The Trouble With Antidepressants

You might be thinking this is going to be one of those blogs talking about the evils of psychiatric medications. Well you’re wrong. This is, however; going to be about the evils of making yourself better. Let’s get started.

I’ve been on antidepressants for a few years now. And even after the bad reactions I’ve had to some of them, the mental, emotional, and physical weakness I’ve been lead to, and the personal trials these effects have lead to, I can honestly say my life is better on them then off.

Many people will tell you that suicidal thoughts is an unacceptable side effect of antidepressants. I’m going to assume right now that those people haven’t really experienced what it means to be suicidal, because guess what honey, I already have suicidal thoughts. It’s not a new thing in my life that these pills are suddenly causing. True some medications will increase these thoughts and now you’re going, “See! It’s bad for you!”, but let me let you in on something a little private.

When you are finally in a place where you are ready to get help, to admit that you can’t do this on your own and maybe the people around you are right and you do need to keep on living because somehow mortality is worth it; you walk into that Doctor/Psychiatrist office ready to make the deal that if for any reason these pills make you want to kill yourself more than you wanted to before then you will STOP taking them and call someone. Anyone will do. Your medical specialist who prescribed them to you would be a great person to call, but some times they aren’t working and you don’t want to disturb them in their private lives. So literally anyone else will be appropriate. You talk to that person until the feeling passes and you are able to cope on your own.

That doesn’t mean it will be easy. That doesn’t mean you’ll be able to do this on your own. It means that getting help is possible, and the only way to make it is with someone standing beside you.

I know people who have all the best intentions in the world, who think that somehow I’m supposed to be able to over come the chemical imbalance going on in my head all on my own without any help. Personally I think that’s like asking someone with a tumor in their head to get better without surgery.

I am aware that there are a staggering amount of cases of people on psych-meds who go off the deep end and murder people. I know that is a true set of facts. But because those of us who aren’t killing people because we are on our meds doesn’t ever make it into the news, it seems like there is little to no benefit to being on them.

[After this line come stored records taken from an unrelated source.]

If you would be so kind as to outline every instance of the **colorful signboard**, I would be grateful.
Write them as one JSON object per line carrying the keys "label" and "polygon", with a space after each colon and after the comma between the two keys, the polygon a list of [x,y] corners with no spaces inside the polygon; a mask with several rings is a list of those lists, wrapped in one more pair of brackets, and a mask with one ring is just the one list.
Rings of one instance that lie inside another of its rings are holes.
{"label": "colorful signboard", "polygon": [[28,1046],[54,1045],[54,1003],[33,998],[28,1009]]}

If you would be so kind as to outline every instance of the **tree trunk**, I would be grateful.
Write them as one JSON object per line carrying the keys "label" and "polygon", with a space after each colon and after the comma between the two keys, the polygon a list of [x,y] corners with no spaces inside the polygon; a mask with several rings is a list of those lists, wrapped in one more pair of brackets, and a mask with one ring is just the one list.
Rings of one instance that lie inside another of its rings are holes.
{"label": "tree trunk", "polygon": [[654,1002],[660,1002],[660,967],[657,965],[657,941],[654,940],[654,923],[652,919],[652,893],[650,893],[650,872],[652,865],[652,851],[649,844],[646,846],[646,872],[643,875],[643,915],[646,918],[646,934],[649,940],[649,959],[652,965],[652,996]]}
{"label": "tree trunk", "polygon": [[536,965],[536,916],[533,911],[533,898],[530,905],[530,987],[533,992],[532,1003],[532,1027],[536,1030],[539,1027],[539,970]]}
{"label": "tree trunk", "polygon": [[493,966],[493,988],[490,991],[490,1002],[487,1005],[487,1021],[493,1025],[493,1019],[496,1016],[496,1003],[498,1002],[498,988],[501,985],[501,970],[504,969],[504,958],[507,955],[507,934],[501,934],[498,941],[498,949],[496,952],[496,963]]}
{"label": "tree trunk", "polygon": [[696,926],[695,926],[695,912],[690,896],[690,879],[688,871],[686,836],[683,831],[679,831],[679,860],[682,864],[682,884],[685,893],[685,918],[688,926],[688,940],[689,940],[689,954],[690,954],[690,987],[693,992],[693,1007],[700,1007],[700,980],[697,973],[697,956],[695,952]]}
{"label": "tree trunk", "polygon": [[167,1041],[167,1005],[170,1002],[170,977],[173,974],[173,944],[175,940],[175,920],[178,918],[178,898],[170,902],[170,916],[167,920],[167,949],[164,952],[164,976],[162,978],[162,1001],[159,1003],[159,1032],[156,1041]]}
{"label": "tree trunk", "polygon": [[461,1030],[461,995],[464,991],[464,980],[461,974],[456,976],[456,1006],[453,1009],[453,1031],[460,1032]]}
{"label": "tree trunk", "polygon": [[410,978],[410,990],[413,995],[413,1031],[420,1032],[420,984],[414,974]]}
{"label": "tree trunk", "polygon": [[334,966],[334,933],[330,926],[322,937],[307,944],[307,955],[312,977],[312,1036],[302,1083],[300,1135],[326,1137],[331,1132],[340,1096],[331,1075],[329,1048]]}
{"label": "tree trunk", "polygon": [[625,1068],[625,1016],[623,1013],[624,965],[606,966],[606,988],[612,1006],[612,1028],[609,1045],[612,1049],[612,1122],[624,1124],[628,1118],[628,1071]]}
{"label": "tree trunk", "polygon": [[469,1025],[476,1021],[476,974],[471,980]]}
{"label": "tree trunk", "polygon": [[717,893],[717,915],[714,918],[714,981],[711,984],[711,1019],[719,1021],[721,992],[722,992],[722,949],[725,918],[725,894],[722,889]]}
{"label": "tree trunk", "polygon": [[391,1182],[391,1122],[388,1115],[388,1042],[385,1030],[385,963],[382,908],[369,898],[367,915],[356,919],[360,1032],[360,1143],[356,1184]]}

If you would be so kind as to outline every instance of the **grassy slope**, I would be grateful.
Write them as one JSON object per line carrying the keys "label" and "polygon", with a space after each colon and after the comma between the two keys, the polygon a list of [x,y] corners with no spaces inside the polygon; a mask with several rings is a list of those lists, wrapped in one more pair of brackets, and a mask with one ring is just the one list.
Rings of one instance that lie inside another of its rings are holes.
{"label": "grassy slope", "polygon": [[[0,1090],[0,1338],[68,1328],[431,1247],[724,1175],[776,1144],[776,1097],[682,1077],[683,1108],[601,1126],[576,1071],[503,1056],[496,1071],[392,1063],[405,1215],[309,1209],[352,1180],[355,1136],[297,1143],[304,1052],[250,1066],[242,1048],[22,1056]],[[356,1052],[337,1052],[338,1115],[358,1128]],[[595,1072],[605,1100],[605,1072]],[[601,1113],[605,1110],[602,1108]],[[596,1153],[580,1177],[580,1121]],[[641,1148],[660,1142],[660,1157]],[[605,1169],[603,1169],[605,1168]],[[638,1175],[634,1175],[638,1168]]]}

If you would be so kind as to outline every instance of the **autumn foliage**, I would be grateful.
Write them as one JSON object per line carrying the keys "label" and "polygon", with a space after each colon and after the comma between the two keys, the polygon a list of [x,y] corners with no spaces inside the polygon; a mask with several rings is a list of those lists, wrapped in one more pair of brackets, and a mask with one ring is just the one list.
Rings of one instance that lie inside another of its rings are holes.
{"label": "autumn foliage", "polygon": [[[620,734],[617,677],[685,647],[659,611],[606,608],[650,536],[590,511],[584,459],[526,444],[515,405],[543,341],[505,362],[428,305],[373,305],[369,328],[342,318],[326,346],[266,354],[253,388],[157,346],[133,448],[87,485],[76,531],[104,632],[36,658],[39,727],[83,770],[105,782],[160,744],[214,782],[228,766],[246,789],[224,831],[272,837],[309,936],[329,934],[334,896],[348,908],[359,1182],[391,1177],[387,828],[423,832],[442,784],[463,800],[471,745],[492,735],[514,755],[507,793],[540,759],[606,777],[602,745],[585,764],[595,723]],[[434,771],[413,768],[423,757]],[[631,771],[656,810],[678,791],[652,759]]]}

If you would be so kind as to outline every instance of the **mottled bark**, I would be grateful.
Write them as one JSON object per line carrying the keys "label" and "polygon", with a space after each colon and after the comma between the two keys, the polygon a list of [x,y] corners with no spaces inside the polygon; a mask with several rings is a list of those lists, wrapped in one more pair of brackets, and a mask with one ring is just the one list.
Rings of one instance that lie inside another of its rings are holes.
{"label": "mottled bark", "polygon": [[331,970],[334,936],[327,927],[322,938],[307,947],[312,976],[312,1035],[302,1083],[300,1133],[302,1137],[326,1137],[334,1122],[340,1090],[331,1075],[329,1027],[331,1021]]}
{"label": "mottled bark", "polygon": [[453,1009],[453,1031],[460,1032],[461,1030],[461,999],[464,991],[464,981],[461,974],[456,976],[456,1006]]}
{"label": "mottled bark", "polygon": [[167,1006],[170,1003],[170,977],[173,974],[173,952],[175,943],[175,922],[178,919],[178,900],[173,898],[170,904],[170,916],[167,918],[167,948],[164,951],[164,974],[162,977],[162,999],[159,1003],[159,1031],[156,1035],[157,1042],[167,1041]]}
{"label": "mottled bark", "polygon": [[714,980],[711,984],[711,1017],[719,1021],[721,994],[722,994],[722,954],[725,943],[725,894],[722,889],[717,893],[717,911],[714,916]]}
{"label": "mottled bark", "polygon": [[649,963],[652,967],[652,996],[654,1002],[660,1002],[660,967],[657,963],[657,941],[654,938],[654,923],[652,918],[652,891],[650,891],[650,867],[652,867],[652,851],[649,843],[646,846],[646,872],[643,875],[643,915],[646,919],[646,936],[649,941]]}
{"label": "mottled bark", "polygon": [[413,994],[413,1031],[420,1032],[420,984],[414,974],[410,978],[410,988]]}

Before I started taking antidepressants the main symptom I exhibited was uncontrollable rage.

Let that sink in.

There are people I know who think I am super nice and sweet and caring. My father is one of those people. I think they are all delusional. From my perspective every single day was a battle to not kill someone. People in murder trials talk about how they saw red when they flew off the handle and killed that person. I see black. I practically black out except for the all consuming anger moving my body and the teeny-tiny voice in the back of my mind crying out that I don’t want to do this. The only thing that has stopped me from killing anyone else is my knowledge of the gospel of Jesus Christ. That’s it. That’s the only thing. The thought of being sent to jail, nothing, because we make the prospect of going to jail much nicer than the prospect of being homeless. The thought that I might be killed in return for that action, that’s fine, because I want to die anyway. The idea that these fellow humans might have people who care about them, I couldn’t care less, honestly if they aren’t directly involved with me or mine I do not have the mental or emotional capacity to care about them.

But the thought that I will not get to live eternity with the two people in existence who love me no matter what I do because I couldn’t make myself follow the commandments set forth for me, that stops me.

Just because I’m able to stop doesn’t mean that I like living my life constantly angry. Because I am able to stop myself doesn’t mean that I like using all that energy and then having to go cry in my room for hours after having fun because I’m completely spent. I did not like my life that way. I did try to kill myself. I’ve contemplated suicide so many times that it’s moved on from just thoughts to a state of being. I am suicidal. I have a death wish. There are days I forget to take my medication, and because I’m still being affected by them, I don’t go straight to anger, I go to crippling agony. I just want it to stop. I just don’t want to live any more. I just don’t want to have to listen to myself making excuses of why I need to keep going.

There is a very long list of reasons why it would be better to be dead and a very small list of reasons why it is better to be alive.

Right now my reason to be alive is so that my best friend has someone to watch her home and pets while she and her husband are on their first wedding anniversary vacation. When that is done, the next reason to be alive is to play the next Mass Effect game. I realize that’s a silly reason to stay alive, but apparently it’s the silly reasons that are easiest to cling to.

I was to the point for a while while I was dealing with the heartache of my husband not wanting me anymore that I had to give my medication to my father to hold and give to me like I was one of his methadone patients. One of the side effects of taking all of this particular antidepressant at once is death. So of course I’ve contemplated overdosing on it.

I’ve managed to move one from that place, but the point is this: When you are on antidepressants it is your duty to remain honor bound to that promise you made when you started taking them. It is your duty to stop taking them if they hurt you more. It is your duty to hand them over to someone you trust when you consider abusing them. And it is your duty to live the best way you can.

And that’s the real trouble with antidepressants.